DETAILED ACTION
Notice of Pre-AIA  or AIA  Status
The present application, filed on or after March 16, 2013, is being examined under the first inventor to file provisions of the AIA .

Response to Arguments
Applicant's arguments filed 03/24/2022 have been fully considered but they are not persuasive. Applicant argues on page 9 first paragraph “Huang does not describe any data indicating relationships between regions and tracks, and the tracks in Huang are at the server, and are thus separate from the recommended viewport information in Huang. It therefore follows that Huang also fails to disclose, ‘performing a decoding operation based on the set of tracks, the elementary data track, the grouping data, and the region metadata to generate decoded immersive media data.” Examiner respectfully disagrees. Nothing in the claims specify whether the tracks of the invention should be at the server or at the customer’s device. Furthermore, Huang teaches in figures 2 and 3 the relationship between regions and the tracks of each title video. Moreover, the standard track would be each video title as shown in figure 3, however, the system not only gives this option to the user but also the independent viewports #1 and #2. In this case, these generates an independent set of tracks, grouping data and region to generate decoded immersive media data. In addition, Huang teaches on (page 2 paragraph (0040)) “each motion-constrained tile set sequence serves as a subset of a tile track covering a VR video spatial region, and may be independently decoded and encapsulated into a video file for a streaming transmission.” In addition, Huang teaches on (page 2 paragraph (0041)) “the encapsulator encapsulates an original audio and video elementary stream into multiple media segment files with fixed time intervals. In addition, the encapsulator is also responsible for providing index information of the media segment files, such as a media presentation description (MPD) in a dynamic adaptive streaming over hypertext transfer protocol (HTTP) (DASH).” As a result, Huang broadly teaches decoding based on a set of tracks, grouping data and the region metadata to generate decoded media data. 

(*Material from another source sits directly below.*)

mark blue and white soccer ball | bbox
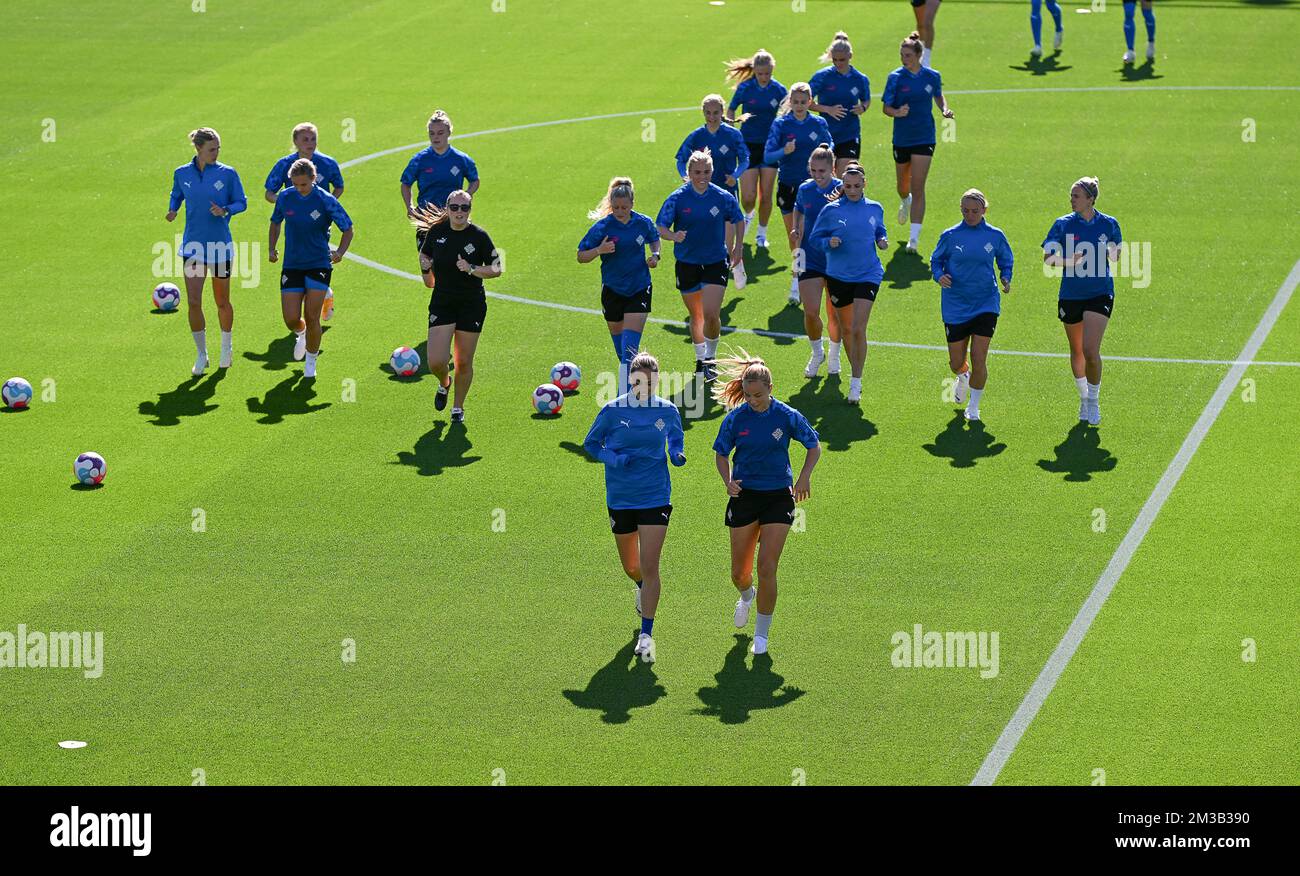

Claim Rejections - 35 USC § 102
The following is a quotation of the appropriate paragraphs of 35 U.S.C. 102 that form the basis for the rejections under this section made in this Office action:
A person shall be entitled to a patent unless –

(a)(2) the claimed invention was described in a patent issued under section 151, or in an application for patent published or deemed published under section 122(b), in which the patent or application, as the case may be, names another inventor and was effectively filed before the effective filing date of the claimed invention.

Claim(s) 1-20 are rejected under 35 U.S.C. 102(a)(2) as being anticipated by Huang (US 2021/0076081 A1). Hereinafter referred as Huang.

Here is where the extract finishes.